Ryan Adams: Prisoner

Ryan Reed on March 2, 2017

It’s hard not to feel guilty listening to Ryan Adams’ masterful 16th LP. What kind of monster takes such pleasure from a man’s blatant misery? But pain births great art, and Prisoner is just that. The album was borne from the singer-songwriter’s high-profile divorce, and that context is inextricable from the songs, which hammer on your heart with the blunt force of a sledgehammer. Adams, voice ragged, moans about living in a “Haunted House,” teetering toward a “Breakdown” and eyeing a romantic “Doomsday.” Throughout, he sings with unfiltered angst—slightly slurred, clearly distraught—as if he booked a recording session and therapy session simultaneously. In one particularly bleak moment, backed by a shimmering electric-guitar progression, he seeks comfort from the phantom of his ex-wife: “I reach out for your hand, but I know it isn’t there,” he croons. “I pick up my phone, and I shiver and stare.”

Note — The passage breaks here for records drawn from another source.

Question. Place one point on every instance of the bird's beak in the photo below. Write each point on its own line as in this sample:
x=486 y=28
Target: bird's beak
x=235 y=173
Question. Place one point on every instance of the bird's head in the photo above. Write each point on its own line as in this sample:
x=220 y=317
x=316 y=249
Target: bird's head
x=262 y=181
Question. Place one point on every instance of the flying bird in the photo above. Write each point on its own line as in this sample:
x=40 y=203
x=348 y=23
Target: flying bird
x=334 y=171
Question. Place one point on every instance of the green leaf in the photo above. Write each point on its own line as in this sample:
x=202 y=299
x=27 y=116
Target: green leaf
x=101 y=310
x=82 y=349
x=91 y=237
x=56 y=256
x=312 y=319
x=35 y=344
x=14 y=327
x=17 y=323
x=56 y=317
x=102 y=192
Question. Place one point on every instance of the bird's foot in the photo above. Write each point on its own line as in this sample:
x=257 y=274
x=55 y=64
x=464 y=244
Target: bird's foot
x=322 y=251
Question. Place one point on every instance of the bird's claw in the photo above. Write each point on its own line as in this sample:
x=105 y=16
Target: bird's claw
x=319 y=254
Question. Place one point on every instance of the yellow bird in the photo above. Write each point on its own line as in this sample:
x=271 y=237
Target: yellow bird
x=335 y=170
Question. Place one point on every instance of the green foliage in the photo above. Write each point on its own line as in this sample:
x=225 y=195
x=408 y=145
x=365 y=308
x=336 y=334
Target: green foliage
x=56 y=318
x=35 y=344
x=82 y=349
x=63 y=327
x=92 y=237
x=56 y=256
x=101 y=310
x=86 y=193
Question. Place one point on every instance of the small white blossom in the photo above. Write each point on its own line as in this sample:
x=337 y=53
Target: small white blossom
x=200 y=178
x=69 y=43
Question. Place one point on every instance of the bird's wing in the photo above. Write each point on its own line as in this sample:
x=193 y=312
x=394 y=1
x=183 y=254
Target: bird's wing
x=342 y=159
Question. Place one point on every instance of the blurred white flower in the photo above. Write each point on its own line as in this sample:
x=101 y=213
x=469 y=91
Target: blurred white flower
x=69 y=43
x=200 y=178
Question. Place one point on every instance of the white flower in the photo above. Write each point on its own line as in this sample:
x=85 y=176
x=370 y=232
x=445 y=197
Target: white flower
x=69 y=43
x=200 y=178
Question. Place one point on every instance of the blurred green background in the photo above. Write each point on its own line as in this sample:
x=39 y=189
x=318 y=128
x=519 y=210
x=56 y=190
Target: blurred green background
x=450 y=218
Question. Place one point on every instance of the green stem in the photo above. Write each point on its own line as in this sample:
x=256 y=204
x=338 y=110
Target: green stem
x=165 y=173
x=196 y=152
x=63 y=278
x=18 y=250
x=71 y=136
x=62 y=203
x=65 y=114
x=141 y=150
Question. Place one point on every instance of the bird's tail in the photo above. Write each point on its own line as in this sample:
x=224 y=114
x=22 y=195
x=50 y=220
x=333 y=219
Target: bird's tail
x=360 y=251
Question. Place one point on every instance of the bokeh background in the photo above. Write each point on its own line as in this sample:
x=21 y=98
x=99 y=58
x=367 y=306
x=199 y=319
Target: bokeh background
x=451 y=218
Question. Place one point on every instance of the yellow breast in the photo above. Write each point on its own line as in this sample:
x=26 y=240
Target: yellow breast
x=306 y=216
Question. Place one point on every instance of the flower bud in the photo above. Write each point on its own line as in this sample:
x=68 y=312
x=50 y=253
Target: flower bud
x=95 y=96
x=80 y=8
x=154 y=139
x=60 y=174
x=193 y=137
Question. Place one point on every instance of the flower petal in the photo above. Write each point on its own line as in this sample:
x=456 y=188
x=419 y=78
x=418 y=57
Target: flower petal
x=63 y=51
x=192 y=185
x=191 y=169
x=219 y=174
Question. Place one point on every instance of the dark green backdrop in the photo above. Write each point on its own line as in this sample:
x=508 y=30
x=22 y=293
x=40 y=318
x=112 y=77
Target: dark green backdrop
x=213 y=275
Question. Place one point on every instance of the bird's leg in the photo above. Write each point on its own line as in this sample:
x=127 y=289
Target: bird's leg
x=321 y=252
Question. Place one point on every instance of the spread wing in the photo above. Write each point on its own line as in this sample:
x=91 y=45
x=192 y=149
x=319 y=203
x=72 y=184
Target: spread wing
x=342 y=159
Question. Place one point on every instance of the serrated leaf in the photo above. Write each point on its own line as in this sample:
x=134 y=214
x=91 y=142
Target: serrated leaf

Prisoner, Adams’ first album since a 2015 re-imagining of Taylor Swift’s 1989, retains the classic-rock and alt-country focus of his previous work, but is embellished with thrilling sonic twists at every turn: the wailing saxophone on “Tightrope,” the atmospheric wah-wah at the climax of “Broken Anyway,” the choral synth breezes of “Shiver and Shake.” These may be his most soul-crushing songs, but they’re crafted for catharsis. “We disappear, and we fade away,” Adams quivers during the set’s fragile finale, as a woman’s distant laughter and a phased-out guitar solo echo into oblivion. Prisoner is the most personal of projects, but its emotions are universal.